Structural Analysis of Boat Mountain Area in Rocky Mountain Foreland, Southern Madison Range, Montana
Jeanette M. Sablock
Detailed mapping, together with stereographic analysis of over 400 field measurements, has been used to determine the geological structure of the Boat Mountain area in southern Madison Range, Gallatin County, Montana. The principal structure is a north-plunging, north-northwest-trending, overturned and thrusted synform, termed the Bear Creek syncline. Thrusting consists of a duplex of roof and sole thrusts enclosing an imbricate stack of horses in the southwest part of Boat Mountain. Precambrian to Cretaceous (Kootenai Formation) strata are involved in the deformation, which is interpreted as Laramide and of a "Foothills Family" type, involving several separate pulses of deformation. Stereographic determinations of maximum principal stress directions have shown that an in tial northeast-directed stress formed and overturned the synform, caused movement on the out-of-syncline sole thrust, and imbricated the overturned limb. A later, easterly directed stress moved the back-limb roof thrust over the already folded and thrust-faulted rocks of Boat Mountain.
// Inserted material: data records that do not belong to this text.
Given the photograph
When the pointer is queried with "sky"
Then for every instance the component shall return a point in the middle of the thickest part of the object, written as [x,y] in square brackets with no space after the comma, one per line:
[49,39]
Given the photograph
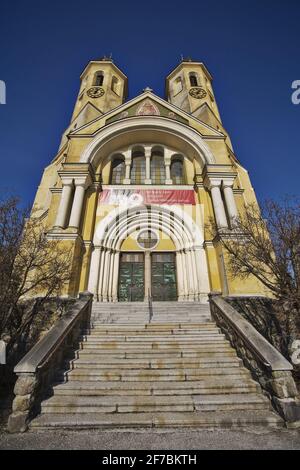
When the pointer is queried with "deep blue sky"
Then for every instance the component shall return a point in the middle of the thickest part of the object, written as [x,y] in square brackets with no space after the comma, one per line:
[252,49]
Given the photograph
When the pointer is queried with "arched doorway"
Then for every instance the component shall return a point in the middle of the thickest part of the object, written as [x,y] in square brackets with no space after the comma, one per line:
[189,259]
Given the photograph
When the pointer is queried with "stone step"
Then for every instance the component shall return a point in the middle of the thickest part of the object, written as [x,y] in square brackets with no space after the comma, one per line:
[128,375]
[139,340]
[92,359]
[115,330]
[146,404]
[218,351]
[150,336]
[162,354]
[152,327]
[91,362]
[207,420]
[211,385]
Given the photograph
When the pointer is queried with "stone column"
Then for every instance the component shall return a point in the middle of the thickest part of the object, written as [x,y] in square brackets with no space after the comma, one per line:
[65,200]
[106,275]
[147,274]
[179,275]
[101,271]
[94,271]
[195,274]
[81,184]
[148,165]
[111,274]
[190,273]
[115,277]
[219,209]
[184,275]
[167,160]
[128,159]
[202,272]
[230,201]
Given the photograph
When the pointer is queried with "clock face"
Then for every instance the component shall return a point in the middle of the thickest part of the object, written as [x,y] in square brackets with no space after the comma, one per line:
[95,92]
[197,92]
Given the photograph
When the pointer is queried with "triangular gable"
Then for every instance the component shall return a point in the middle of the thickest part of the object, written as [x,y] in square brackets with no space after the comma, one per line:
[147,104]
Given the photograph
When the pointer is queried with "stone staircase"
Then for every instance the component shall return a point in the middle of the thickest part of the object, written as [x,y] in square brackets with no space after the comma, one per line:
[177,371]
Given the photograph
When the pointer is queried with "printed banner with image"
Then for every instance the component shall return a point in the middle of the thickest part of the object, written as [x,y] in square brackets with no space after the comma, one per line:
[147,196]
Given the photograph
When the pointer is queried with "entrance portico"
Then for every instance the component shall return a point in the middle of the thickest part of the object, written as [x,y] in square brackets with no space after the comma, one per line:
[180,274]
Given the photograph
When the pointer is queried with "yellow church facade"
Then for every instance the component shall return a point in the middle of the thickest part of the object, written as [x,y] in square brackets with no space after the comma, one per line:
[135,185]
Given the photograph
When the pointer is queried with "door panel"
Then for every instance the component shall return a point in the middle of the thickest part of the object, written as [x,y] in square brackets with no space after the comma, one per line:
[131,277]
[163,274]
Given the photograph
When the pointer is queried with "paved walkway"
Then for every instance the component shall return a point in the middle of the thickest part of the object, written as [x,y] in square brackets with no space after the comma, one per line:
[153,440]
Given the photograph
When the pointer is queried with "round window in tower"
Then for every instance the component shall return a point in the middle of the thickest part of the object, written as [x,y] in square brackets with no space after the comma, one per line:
[147,239]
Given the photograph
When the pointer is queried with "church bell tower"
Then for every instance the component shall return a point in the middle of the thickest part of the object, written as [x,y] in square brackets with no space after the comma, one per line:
[189,87]
[103,88]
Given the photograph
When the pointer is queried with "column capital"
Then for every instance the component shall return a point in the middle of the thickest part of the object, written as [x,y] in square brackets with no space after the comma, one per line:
[212,182]
[83,181]
[228,181]
[148,150]
[66,181]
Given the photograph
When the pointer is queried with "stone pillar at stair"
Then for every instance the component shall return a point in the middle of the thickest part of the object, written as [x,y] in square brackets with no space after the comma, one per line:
[65,201]
[148,164]
[128,160]
[147,274]
[81,183]
[230,201]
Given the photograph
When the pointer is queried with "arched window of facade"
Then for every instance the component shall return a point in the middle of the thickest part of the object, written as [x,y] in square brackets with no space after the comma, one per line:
[115,85]
[177,86]
[158,171]
[138,168]
[194,79]
[117,170]
[177,170]
[98,78]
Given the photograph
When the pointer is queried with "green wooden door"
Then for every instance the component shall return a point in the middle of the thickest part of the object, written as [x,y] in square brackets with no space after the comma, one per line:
[131,277]
[163,276]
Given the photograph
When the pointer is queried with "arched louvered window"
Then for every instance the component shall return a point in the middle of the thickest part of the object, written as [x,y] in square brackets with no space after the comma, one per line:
[193,79]
[177,171]
[98,78]
[177,86]
[138,168]
[158,171]
[117,171]
[115,85]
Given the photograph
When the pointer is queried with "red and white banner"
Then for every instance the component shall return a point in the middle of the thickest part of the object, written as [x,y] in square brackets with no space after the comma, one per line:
[147,196]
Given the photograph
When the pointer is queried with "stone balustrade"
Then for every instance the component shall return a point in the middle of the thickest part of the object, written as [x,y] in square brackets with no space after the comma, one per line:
[266,363]
[37,369]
Thrusting was succeeded by sinistrally directed tear (or strike-slip) faulting along a northeast-striking fault at the southern end of Boat Mountain. Listric normal faulting on Laramide thrust-fault planes is interpreted as a response to Tertiary extension. Recent normal faulting, on steep-dipping, east-west-striking fault planes and continuing to the present, is interpreted as a response to Yellowstone doming.
AAPG Search and Discovery Article #91040©1987 AAPG Rocky Mountain Section Meeting, Boise, Idaho, September 13-16, 1987.